### Importar Bibliotecas

In [1]:
import tensorflow as tf
import pandas as pd
import numpy as np
import matplotlib.pyplot as plt
import pyodbc
import sklearn
from sklearn import metrics
from sklearn.preprocessing import OneHotEncoder
from sklearn.metrics import mean_squared_error
from sklearn.metrics import mean_absolute_error
from sklearn import model_selection
import seaborn as sn
from sklearn.preprocessing import RobustScaler
from scipy import stats
from sklearn.decomposition import PCA
from numpy import percentile
from sklearn.model_selection import train_test_split

### Configuração SQL Server e importação dataset treino

In [2]:
#### Configurar ligação ao SQL Server

conn = pyodbc.connect('Driver={ODBC Driver 17 for SQL Server};'
                      'Server=.;' 
                      'Database=Datawarehouse;'
                      'UID=ole;'
                      'PWD=12qwaszx*')


In [3]:
#### Importar Dataset para o PYNB

df = pd.read_sql_query('SELECT * FROM  ML_DATASET_FINAL',conn)
df = df.drop(["RESERVATION_COD"],axis = 1)

In [4]:
df_orig = df 

### Data Pre Processing

#### Tratar Missing Values

In [5]:
#df = df_orig
#df = df.dropna()
df = df.fillna(df.median())

#### Transformação Logaritmica para corrigir enviesamento

In [6]:
#df["ABT"] = np.log1p(df["ABT"])
#df["LOR"] = np.log1p(df["LOR"])
#df["AVG_OCP_GLOBAL_RATE"] = np.log1p(df["AVG_OCP_GLOBAL_RATE"])
#df["AVG_OCP_ZONE_RATE"] = np.log1p(df["AVG_OCP_ZONE_RATE"])
#df["AVG_OCP_STATION_RATE"] = np.log1p(df["AVG_OCP_STATION_RATE"])
#df["N_RESERVAS_ANTERIORES"] = np.log1p(df["N_RESERVAS_ANTERIORES"])
#df["N_CARROS_DISPONIVEIS"] = np.log1p(df["N_CARROS_DISPONIVEIS"])
#df["AVG_OCP_RATE_RESERVA"] = np.log1p(df["AVG_OCP_RATE_RESERVA"])
#df["PRICE_DAY"] = np.log1p(df["PRICE_DAY"])

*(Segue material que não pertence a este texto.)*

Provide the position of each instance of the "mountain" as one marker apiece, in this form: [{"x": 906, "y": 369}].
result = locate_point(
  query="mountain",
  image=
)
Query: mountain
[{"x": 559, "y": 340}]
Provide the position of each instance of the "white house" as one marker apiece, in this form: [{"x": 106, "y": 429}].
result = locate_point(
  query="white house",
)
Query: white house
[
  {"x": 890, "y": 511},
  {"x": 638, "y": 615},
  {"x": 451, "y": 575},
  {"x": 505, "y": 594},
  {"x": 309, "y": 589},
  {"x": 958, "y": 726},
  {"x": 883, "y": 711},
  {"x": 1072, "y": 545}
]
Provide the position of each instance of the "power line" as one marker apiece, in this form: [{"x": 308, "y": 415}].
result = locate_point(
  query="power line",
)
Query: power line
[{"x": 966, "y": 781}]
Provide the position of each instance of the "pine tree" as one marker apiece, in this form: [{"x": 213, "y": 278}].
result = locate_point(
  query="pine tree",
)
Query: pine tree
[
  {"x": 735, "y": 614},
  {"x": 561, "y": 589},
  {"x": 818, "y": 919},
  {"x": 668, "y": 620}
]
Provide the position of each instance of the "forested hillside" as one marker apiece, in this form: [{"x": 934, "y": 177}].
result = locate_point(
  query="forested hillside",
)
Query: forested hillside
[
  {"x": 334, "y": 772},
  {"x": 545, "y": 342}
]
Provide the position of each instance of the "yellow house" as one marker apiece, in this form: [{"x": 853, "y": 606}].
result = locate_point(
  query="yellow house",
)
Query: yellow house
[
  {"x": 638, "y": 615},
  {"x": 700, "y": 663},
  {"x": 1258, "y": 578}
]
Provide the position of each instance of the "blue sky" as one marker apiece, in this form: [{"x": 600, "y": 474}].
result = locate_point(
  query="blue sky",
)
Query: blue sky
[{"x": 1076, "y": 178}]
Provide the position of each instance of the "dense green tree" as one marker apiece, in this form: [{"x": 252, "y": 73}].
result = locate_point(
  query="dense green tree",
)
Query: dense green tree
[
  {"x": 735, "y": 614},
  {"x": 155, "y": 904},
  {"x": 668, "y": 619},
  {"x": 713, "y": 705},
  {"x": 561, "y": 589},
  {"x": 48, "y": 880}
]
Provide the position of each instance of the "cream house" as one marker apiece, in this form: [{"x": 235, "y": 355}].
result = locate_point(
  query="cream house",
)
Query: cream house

#### Gerar novas colunas de Data para as 3 Datas (Reserva, Out, In)

In [7]:
################ RESERVATION DATE ##########################

## Converter para datetime
df['RESERVATION_DATE'] = pd.to_datetime(df['RESERVATION_DATE'], 
 format = '%Y%m%d', 
 errors = 'coerce')

##Gerar as várias colunas
df['R_Year'] = df['RESERVATION_DATE'].dt.year
df['R_Month'] = df['RESERVATION_DATE'].dt.month
#df['R_Week'] = df['RESERVATION_DATE'].dt.week
#df['R_Day'] = df['RESERVATION_DATE'].dt.day
df['R_DayofWeek'] = df['RESERVATION_DATE'].dt.dayofweek

#Droppar a coluna original
df = df.drop("RESERVATION_DATE",1)

############### OUT DATE ##########################

# Converter para datetime
df['OUT_DATE'] = pd.to_datetime(df['OUT_DATE'], 
 format = '%Y%m%d', 
 errors = 'coerce')

#Gerar as várias colunas
df['O_Year'] = df['OUT_DATE'].dt.year
df['O_Month'] = df['OUT_DATE'].dt.month
#df['O_Week'] = df['OUT_DATE'].dt.week
#df['O_Day'] = df['OUT_DATE'].dt.day
df['O_DayofWeek'] = df['OUT_DATE'].dt.dayofweek

#Droppar a coluna original
df = df.drop("OUT_DATE",1)

############### IN DATE ########################

df['IN_DATE'] = pd.to_datetime(df['IN_DATE'], 
 format = '%Y%m%d', 
 errors = 'coerce')

#Gerar as várias colunas
df['I_Year'] = df['IN_DATE'].dt.year
df['I_Month'] = df['IN_DATE'].dt.month
#df['I_Week'] = df['IN_DATE'].dt.week
#df['I_Day'] = df['IN_DATE'].dt.day
df['I_DayofWeek'] = df['IN_DATE'].dt.dayofweek

#Droppar a coluna original
df = df.drop("IN_DATE",1)

#### One-hot encoding (criação de dummy attributes) para as Features Categóricas

In [8]:
df = pd.get_dummies(df, columns=['VEHICLE_GROUP_COD'], prefix = ['VG'])
df = pd.get_dummies(df, columns=['VECHICLE_CLUSTER'], prefix = ['VC'])
df = pd.get_dummies(df, columns=['VEHICLE_SEGMENT'], prefix = ['VS'])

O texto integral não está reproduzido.